While the power to commute any death sentences rests with the president, changing the law would require help from Mongolia’s opposition-dominated parliament. Mongolia’s legal system follows the former Soviet legal system, and many lawyers and legislators favor harsh punishment for criminals.
“The majority of the world’s countries have chosen to abolish the death penalty. We should follow this path,” Elbegdorj said.
“From tomorrow, I’ll pardon those on death row,” he said. “I suggest commuting the death penalty to a 30-year severe jail sentence.”
Changing the law is “clearly a harder step,” said Roseann Rife, the deputy program director for Amnesty International’s Asia-Pacific office. “It involves a lot more people, and the opposition party has control of the legislature.”
Mongolia’s minister of justice and internal affairs, opposition lawmaker Nyamdorj Tsend, called the speech a risky political move.
“The president’s moratorium on the death penalty is a very complicated matter,” he told Eagle TV.
Rife said Elbegdorj has commuted at least three death sentences since taking office in May, but added that if he is not re-elected after his four-year term, Mongolia’s stance on executions could change “just like that.”
Information on the death penalty is a state secret in Mongolia, and it is not clear how many people the country has executed or when the most recent execution took place. The office of Amnesty International Mongolia says at least five people were executed in 2008, and nine people were thought to be on death row as of last July.

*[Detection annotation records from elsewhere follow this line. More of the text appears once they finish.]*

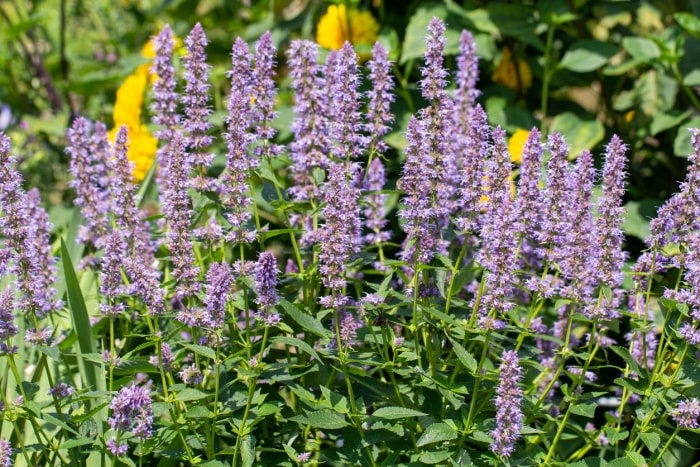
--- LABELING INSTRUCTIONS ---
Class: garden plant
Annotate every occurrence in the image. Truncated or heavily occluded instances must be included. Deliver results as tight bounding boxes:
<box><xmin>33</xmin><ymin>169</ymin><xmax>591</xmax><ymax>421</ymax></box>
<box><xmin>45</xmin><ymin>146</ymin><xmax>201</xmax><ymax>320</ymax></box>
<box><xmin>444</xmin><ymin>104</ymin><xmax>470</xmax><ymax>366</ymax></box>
<box><xmin>0</xmin><ymin>3</ymin><xmax>700</xmax><ymax>467</ymax></box>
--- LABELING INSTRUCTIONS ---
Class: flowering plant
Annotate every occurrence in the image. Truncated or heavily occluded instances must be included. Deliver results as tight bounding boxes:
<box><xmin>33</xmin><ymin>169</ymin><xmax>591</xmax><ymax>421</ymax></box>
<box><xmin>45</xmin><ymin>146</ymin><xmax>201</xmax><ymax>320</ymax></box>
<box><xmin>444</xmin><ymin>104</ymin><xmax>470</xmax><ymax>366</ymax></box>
<box><xmin>0</xmin><ymin>18</ymin><xmax>700</xmax><ymax>466</ymax></box>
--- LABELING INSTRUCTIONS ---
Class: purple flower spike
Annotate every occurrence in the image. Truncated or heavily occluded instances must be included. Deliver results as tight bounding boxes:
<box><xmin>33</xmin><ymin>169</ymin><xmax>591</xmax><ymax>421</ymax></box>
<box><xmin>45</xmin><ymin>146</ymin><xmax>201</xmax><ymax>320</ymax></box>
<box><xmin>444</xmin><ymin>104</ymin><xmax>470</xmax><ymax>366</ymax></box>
<box><xmin>251</xmin><ymin>31</ymin><xmax>282</xmax><ymax>161</ymax></box>
<box><xmin>455</xmin><ymin>29</ymin><xmax>481</xmax><ymax>117</ymax></box>
<box><xmin>490</xmin><ymin>350</ymin><xmax>523</xmax><ymax>457</ymax></box>
<box><xmin>255</xmin><ymin>251</ymin><xmax>279</xmax><ymax>310</ymax></box>
<box><xmin>326</xmin><ymin>42</ymin><xmax>368</xmax><ymax>160</ymax></box>
<box><xmin>287</xmin><ymin>40</ymin><xmax>330</xmax><ymax>201</ymax></box>
<box><xmin>66</xmin><ymin>117</ymin><xmax>110</xmax><ymax>248</ymax></box>
<box><xmin>366</xmin><ymin>42</ymin><xmax>395</xmax><ymax>154</ymax></box>
<box><xmin>163</xmin><ymin>131</ymin><xmax>200</xmax><ymax>299</ymax></box>
<box><xmin>219</xmin><ymin>37</ymin><xmax>255</xmax><ymax>243</ymax></box>
<box><xmin>181</xmin><ymin>23</ymin><xmax>214</xmax><ymax>183</ymax></box>
<box><xmin>151</xmin><ymin>24</ymin><xmax>180</xmax><ymax>143</ymax></box>
<box><xmin>108</xmin><ymin>385</ymin><xmax>153</xmax><ymax>440</ymax></box>
<box><xmin>670</xmin><ymin>397</ymin><xmax>700</xmax><ymax>429</ymax></box>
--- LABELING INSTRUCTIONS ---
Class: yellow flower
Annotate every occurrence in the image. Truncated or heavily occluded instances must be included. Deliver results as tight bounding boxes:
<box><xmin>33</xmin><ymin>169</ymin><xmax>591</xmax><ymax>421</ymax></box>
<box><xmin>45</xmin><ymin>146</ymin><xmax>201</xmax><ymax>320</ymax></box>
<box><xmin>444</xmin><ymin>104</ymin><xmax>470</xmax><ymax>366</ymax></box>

Elbegdorj cited a couple of cases where appeals courts overturned death sentences and dropped the cases altogether. If the cases had not been overturned, “the Mongolian state would have killed innocent citizens,” he said.
According to Amnesty International, 95 countries have banned the death penalty, but 58 — including Mongolia — continue to use the death penalty for ordinary crimes. Other countries execute people only in extraordinary cases, such as crimes under military law, or have not executed anyone in at least 10 years, the group said.